Ce paradoxe entre sa dénonciation et son acceptation de fait, cet « écart entre de fortes références à la moralité publique et une large tolérance à l’égard du favoritisme et de la recherche d’avantages individuels » sont interrogés par le sociologue Pierre Lascoumes dans un essai éclairant, Une démocratie corruptible. « En matière de probité publique, c’est l’ambiguïté qui prévaut », insiste l’auteur.
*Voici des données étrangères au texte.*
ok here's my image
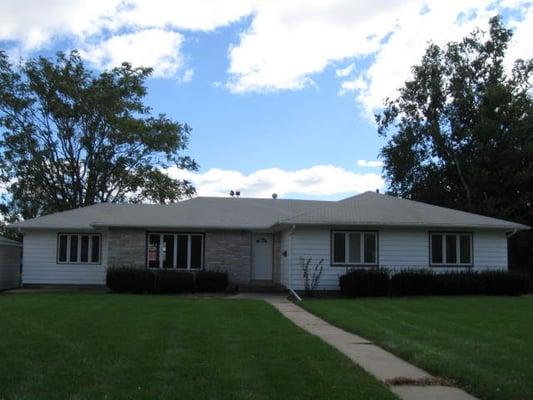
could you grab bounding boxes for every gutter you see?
[287,224,302,301]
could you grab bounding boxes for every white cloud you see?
[505,2,533,73]
[1,1,531,114]
[225,0,532,115]
[166,164,384,198]
[336,63,355,78]
[349,0,504,117]
[0,0,121,50]
[339,76,367,95]
[357,160,384,168]
[181,68,195,83]
[0,0,253,76]
[110,0,254,32]
[81,29,184,77]
[226,0,403,93]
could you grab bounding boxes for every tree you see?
[0,51,197,226]
[376,16,533,273]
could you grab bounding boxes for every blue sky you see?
[1,0,531,200]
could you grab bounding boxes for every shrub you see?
[390,270,434,296]
[106,267,155,293]
[301,257,324,295]
[435,271,485,295]
[339,269,530,297]
[390,270,530,296]
[339,269,390,297]
[154,270,196,294]
[482,271,530,296]
[195,271,229,292]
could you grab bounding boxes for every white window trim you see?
[58,233,101,265]
[331,231,378,266]
[147,233,204,270]
[430,232,473,266]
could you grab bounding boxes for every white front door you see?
[252,234,273,280]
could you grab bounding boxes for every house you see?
[8,191,528,290]
[0,236,22,291]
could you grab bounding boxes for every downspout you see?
[506,229,518,239]
[287,224,302,301]
[505,229,519,272]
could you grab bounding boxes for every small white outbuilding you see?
[0,236,22,291]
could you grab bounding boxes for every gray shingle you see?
[281,191,528,230]
[8,192,528,231]
[9,197,331,230]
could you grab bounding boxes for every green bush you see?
[195,271,229,292]
[339,269,390,297]
[435,271,485,295]
[154,270,196,294]
[339,269,530,297]
[482,271,531,295]
[390,270,434,296]
[390,270,529,296]
[106,267,155,293]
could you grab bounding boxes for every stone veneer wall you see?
[204,230,252,284]
[107,229,146,269]
[107,229,277,285]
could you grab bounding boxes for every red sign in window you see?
[148,246,157,262]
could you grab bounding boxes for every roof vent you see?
[272,193,278,199]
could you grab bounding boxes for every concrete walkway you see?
[261,295,478,400]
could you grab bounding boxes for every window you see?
[331,231,378,265]
[147,233,203,270]
[430,233,472,266]
[80,235,89,262]
[58,233,101,264]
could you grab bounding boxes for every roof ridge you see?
[29,202,106,217]
[194,196,332,202]
[277,194,356,223]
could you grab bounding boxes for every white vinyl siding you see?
[473,231,508,268]
[379,229,428,268]
[280,227,509,291]
[22,230,107,285]
[279,230,291,287]
[0,244,21,290]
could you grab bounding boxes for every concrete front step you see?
[239,280,286,293]
[239,285,286,293]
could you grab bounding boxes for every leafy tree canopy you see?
[0,50,197,231]
[376,16,533,272]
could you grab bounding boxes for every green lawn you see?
[302,296,533,400]
[0,293,397,400]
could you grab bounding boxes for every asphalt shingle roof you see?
[9,197,331,230]
[0,236,22,246]
[8,192,528,231]
[281,191,528,230]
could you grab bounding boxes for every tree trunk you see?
[452,154,473,210]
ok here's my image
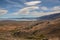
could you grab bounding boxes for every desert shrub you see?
[0,24,4,26]
[0,38,7,40]
[13,31,21,37]
[10,27,48,40]
[11,30,29,38]
[25,34,48,40]
[11,29,48,40]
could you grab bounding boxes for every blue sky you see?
[0,0,60,18]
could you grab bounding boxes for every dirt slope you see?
[0,18,60,40]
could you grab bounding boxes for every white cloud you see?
[6,0,20,5]
[11,6,60,17]
[28,11,60,17]
[6,0,24,8]
[40,6,48,10]
[0,9,8,16]
[43,10,60,16]
[28,10,60,17]
[24,1,41,6]
[13,6,39,15]
[46,0,60,3]
[52,6,60,11]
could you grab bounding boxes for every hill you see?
[37,13,60,20]
[0,13,60,40]
[0,18,60,40]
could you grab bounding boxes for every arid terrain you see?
[0,18,60,40]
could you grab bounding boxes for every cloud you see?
[51,6,60,11]
[6,0,22,5]
[43,10,60,16]
[27,10,60,17]
[40,6,48,10]
[10,5,60,17]
[12,6,60,17]
[6,0,18,4]
[0,9,8,16]
[6,0,25,8]
[24,1,41,6]
[13,6,39,15]
[46,0,60,2]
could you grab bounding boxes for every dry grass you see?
[0,18,60,40]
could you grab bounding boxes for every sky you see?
[0,0,60,18]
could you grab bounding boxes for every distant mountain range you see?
[0,13,60,21]
[37,13,60,20]
[12,13,60,21]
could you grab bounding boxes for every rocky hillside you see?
[37,13,60,20]
[0,18,60,40]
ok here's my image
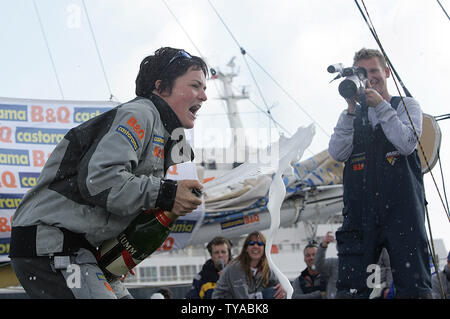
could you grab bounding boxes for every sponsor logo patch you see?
[153,134,164,146]
[116,125,139,151]
[96,272,113,292]
[126,116,145,140]
[385,151,400,166]
[350,153,366,171]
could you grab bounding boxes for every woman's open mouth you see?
[189,105,201,119]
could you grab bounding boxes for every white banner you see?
[0,97,119,262]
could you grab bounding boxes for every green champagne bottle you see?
[96,209,178,279]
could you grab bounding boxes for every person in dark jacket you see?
[9,47,208,299]
[292,243,328,299]
[329,48,432,298]
[187,236,232,299]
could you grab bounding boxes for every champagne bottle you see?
[96,209,178,279]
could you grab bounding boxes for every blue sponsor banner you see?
[220,217,245,230]
[15,127,68,145]
[170,219,197,233]
[0,193,24,209]
[18,172,41,188]
[73,107,112,123]
[0,104,27,121]
[0,238,11,256]
[0,148,29,166]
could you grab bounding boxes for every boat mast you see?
[212,57,249,165]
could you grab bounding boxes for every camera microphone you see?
[327,63,344,73]
[217,259,224,271]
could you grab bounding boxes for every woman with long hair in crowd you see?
[212,231,286,299]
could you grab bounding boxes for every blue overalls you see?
[336,97,432,298]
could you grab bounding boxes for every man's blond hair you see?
[353,48,387,69]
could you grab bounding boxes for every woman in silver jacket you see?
[212,231,286,299]
[9,47,208,298]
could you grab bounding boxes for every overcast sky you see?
[1,0,449,249]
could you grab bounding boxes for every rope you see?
[437,0,450,21]
[32,0,65,99]
[160,0,230,120]
[81,0,114,100]
[438,153,450,217]
[245,52,331,138]
[426,205,447,299]
[206,0,277,131]
[207,0,330,138]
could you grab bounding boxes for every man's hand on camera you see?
[171,179,203,216]
[364,81,384,107]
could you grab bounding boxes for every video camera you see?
[328,63,368,99]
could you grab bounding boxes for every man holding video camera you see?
[328,48,432,298]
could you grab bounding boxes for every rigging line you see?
[437,0,450,21]
[358,0,450,221]
[206,0,271,113]
[247,97,292,136]
[438,154,450,216]
[241,53,281,135]
[246,52,331,138]
[207,0,331,139]
[162,0,270,147]
[160,0,229,120]
[207,0,241,49]
[242,53,271,112]
[425,205,447,299]
[206,0,280,140]
[354,0,412,98]
[160,0,204,57]
[32,0,64,100]
[246,97,316,157]
[229,81,317,156]
[229,81,291,135]
[81,0,113,100]
[435,113,450,121]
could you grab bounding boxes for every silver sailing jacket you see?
[11,96,184,255]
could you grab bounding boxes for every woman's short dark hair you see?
[135,47,209,98]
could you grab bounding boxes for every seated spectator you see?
[292,243,328,299]
[187,236,232,299]
[212,231,286,299]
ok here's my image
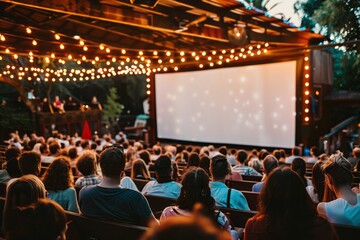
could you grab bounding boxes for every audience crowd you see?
[0,130,359,239]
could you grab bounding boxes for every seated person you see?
[142,155,181,198]
[209,155,250,210]
[161,168,238,239]
[317,151,360,226]
[131,159,152,181]
[42,157,80,213]
[52,96,65,113]
[90,96,102,110]
[252,155,278,192]
[232,150,262,176]
[65,96,79,111]
[244,167,337,240]
[75,150,101,187]
[5,199,67,240]
[79,147,157,226]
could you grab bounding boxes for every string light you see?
[59,44,65,49]
[26,27,32,34]
[54,34,60,40]
[32,40,37,46]
[0,34,5,41]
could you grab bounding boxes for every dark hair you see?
[3,175,46,235]
[28,140,37,150]
[100,147,125,178]
[81,140,90,149]
[138,150,151,165]
[153,146,161,155]
[76,150,97,176]
[259,151,270,161]
[312,161,325,202]
[262,155,278,175]
[310,146,320,157]
[18,151,41,176]
[185,146,193,153]
[272,150,281,161]
[5,146,21,161]
[131,159,150,180]
[236,150,247,164]
[5,199,66,240]
[291,157,307,187]
[176,144,184,154]
[211,155,229,180]
[49,142,60,155]
[178,168,215,220]
[6,158,22,178]
[218,146,227,156]
[68,147,78,160]
[42,157,74,190]
[199,155,211,176]
[192,147,200,154]
[155,155,172,179]
[187,153,200,168]
[258,167,316,239]
[292,147,301,156]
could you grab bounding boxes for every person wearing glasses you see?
[317,151,360,226]
[79,147,157,226]
[209,154,250,210]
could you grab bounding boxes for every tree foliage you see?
[295,0,360,90]
[102,87,124,123]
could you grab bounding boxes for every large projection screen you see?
[155,61,297,148]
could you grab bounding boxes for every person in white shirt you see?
[285,146,302,164]
[317,151,360,226]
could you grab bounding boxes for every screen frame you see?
[152,56,304,150]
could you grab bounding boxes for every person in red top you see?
[244,167,337,240]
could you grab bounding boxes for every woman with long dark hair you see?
[244,167,337,240]
[160,168,237,239]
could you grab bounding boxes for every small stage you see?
[36,110,102,138]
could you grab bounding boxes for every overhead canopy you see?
[0,0,324,68]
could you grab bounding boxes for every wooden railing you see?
[320,116,359,156]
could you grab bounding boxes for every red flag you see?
[82,120,92,140]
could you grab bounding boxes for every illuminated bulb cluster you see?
[303,55,310,123]
[1,64,154,83]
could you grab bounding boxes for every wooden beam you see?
[0,0,230,43]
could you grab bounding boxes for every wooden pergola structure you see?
[0,0,326,144]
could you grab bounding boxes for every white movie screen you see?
[155,61,297,148]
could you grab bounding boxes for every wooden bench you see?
[144,194,177,218]
[334,223,360,240]
[0,183,6,198]
[225,180,258,192]
[218,207,257,228]
[66,211,147,240]
[133,179,149,191]
[241,191,260,211]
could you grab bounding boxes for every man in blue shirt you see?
[209,154,250,210]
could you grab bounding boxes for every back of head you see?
[4,175,46,234]
[76,150,97,176]
[187,152,200,168]
[155,155,172,178]
[5,199,66,240]
[322,151,353,188]
[310,146,320,157]
[18,151,41,176]
[178,168,213,211]
[218,146,227,156]
[290,157,307,186]
[49,142,60,155]
[199,155,211,175]
[153,145,161,155]
[6,158,22,178]
[210,154,229,180]
[259,167,315,238]
[131,159,150,179]
[68,147,78,160]
[138,150,151,165]
[42,157,73,191]
[292,146,301,156]
[236,150,247,164]
[5,146,21,161]
[99,147,125,178]
[141,214,231,240]
[263,155,279,175]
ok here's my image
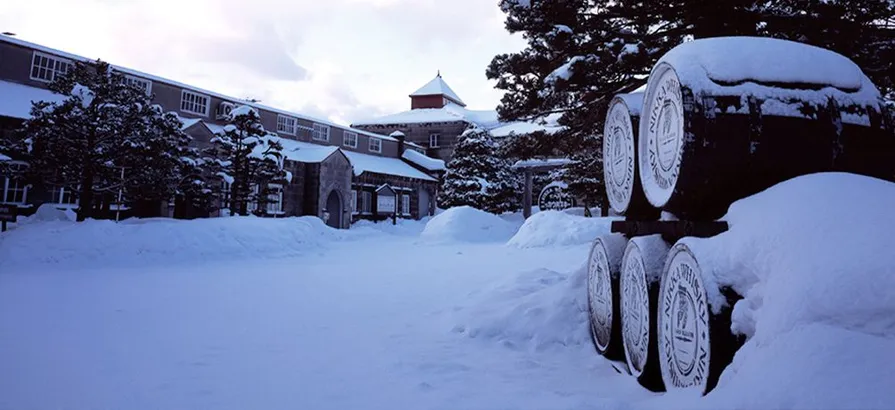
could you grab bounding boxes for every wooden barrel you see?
[620,234,670,391]
[658,241,743,394]
[586,233,628,360]
[638,37,894,220]
[604,93,660,219]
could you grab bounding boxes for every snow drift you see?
[0,216,342,270]
[420,206,519,244]
[507,211,617,248]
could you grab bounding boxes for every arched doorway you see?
[325,190,342,228]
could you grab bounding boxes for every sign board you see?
[375,184,397,215]
[538,182,575,211]
[0,204,16,223]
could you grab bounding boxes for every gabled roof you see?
[410,73,466,107]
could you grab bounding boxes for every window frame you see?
[30,51,72,83]
[1,176,28,205]
[180,90,211,116]
[312,123,331,142]
[361,191,373,214]
[369,137,382,153]
[401,194,411,215]
[266,184,284,215]
[123,75,152,96]
[220,180,232,211]
[429,133,441,148]
[277,115,297,135]
[343,131,358,148]
[51,185,78,206]
[351,190,358,214]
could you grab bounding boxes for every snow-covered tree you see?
[439,127,521,213]
[489,0,895,216]
[4,59,207,221]
[205,106,287,216]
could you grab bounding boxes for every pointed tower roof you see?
[409,72,466,107]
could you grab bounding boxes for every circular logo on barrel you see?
[538,182,574,211]
[604,102,636,213]
[588,241,613,350]
[622,250,650,375]
[644,67,684,195]
[660,246,710,390]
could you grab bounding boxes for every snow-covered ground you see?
[1,174,893,409]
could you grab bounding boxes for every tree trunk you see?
[76,171,94,222]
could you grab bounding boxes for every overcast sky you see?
[0,0,526,124]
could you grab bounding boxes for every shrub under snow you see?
[420,206,519,244]
[507,210,618,248]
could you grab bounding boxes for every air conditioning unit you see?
[216,102,235,120]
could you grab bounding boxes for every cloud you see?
[0,0,525,125]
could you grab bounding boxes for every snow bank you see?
[420,206,519,244]
[0,216,342,270]
[452,265,592,351]
[507,211,617,248]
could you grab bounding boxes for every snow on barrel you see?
[658,241,742,395]
[638,36,894,220]
[604,93,658,219]
[586,233,627,360]
[620,234,669,391]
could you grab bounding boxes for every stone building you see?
[0,34,444,228]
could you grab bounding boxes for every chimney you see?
[390,130,407,156]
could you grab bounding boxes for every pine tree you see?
[489,0,894,216]
[439,127,520,213]
[5,59,207,221]
[205,105,287,216]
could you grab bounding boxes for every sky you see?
[0,0,527,125]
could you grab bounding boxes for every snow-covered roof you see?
[0,80,65,119]
[511,158,575,170]
[410,74,465,107]
[0,153,11,161]
[389,130,405,137]
[352,103,500,129]
[278,139,340,164]
[0,35,402,143]
[178,117,203,131]
[490,114,565,138]
[402,149,445,172]
[343,150,436,182]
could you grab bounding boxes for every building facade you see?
[0,35,443,228]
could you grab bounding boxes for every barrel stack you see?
[589,36,895,395]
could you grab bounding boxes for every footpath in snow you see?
[1,174,893,409]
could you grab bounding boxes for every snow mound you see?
[453,266,591,351]
[420,206,519,244]
[507,211,617,248]
[659,172,895,407]
[26,203,77,223]
[0,216,342,270]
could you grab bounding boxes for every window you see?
[351,190,358,214]
[220,180,231,210]
[277,115,297,135]
[361,191,372,214]
[51,185,77,205]
[312,123,331,141]
[1,176,28,204]
[266,184,284,214]
[30,51,72,83]
[343,131,358,148]
[181,90,210,116]
[401,194,411,215]
[124,75,152,95]
[429,133,441,148]
[369,137,382,153]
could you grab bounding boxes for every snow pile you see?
[665,172,895,408]
[401,149,445,172]
[23,203,77,223]
[507,211,617,248]
[420,206,519,244]
[452,265,592,351]
[0,216,342,270]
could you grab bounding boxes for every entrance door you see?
[325,190,342,228]
[418,189,431,217]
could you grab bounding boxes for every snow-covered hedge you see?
[0,216,342,270]
[420,206,519,244]
[506,211,617,248]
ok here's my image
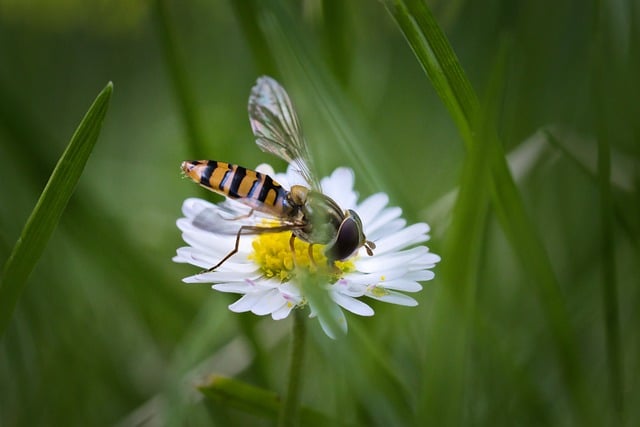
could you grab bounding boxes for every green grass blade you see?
[382,0,477,146]
[593,4,624,419]
[419,38,505,424]
[279,310,306,427]
[596,112,623,421]
[0,82,113,337]
[382,1,599,424]
[543,129,638,247]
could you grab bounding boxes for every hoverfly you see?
[181,76,375,272]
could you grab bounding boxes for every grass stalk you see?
[278,309,306,427]
[0,82,113,337]
[593,0,624,418]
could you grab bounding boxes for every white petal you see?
[419,253,441,266]
[279,282,303,302]
[345,268,412,284]
[379,279,423,292]
[272,303,295,320]
[255,163,275,176]
[212,281,257,293]
[355,246,431,272]
[403,269,437,282]
[272,171,291,189]
[174,247,258,273]
[322,168,357,208]
[228,292,268,312]
[332,279,366,297]
[357,193,389,225]
[373,223,430,254]
[188,270,261,282]
[367,218,406,242]
[182,228,253,255]
[181,197,216,217]
[173,247,212,268]
[183,271,249,283]
[176,217,195,233]
[331,292,374,316]
[365,207,403,236]
[252,289,287,315]
[367,290,418,306]
[218,199,253,217]
[180,230,232,253]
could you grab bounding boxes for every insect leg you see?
[202,226,247,272]
[289,234,297,267]
[202,224,304,273]
[308,243,317,267]
[226,209,254,221]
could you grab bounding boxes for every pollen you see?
[248,231,355,282]
[369,285,390,298]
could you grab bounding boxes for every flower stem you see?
[278,308,306,427]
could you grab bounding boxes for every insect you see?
[181,76,375,272]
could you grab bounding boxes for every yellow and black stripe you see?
[181,160,289,215]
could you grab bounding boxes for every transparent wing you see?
[191,205,295,236]
[248,76,321,190]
Pour étayer sa démonstration, tout en nuances, Lascoumes s’appuie sur des études statistiques permettant de répertorier un ensemble d’attitudes réparties sur une échelle de valeurs, au coeur duquel se démarque une « zone grise » où l’on s’accommode des manquements à la probité publique.
Une notion élastique
Il est vrai que la corruption reste une notion élastique, qui va du petit favoritisme à l’enrichissement personnel, du financement politique illégal au trafic d’influence : les transgressions sont à géométrie variable. Les porteurs d’une définition rigoureuse de la corruption sont peu nombreux face à ceux qui s’accordent avec la culture de « l’arrangement ». Dans cette « zone grise des ambiguïtés », le point de vue « rigoriste » demeure une position minoritaire par rapport à l’importance des positions plus laxistes ou ambivalentes.
« Pourquoi les citoyens maintiennent-ils souvent leur soutien électoral à des élus mis en cause et même condamnés pour des atteintes à la probité ? », se demande Lascoumes.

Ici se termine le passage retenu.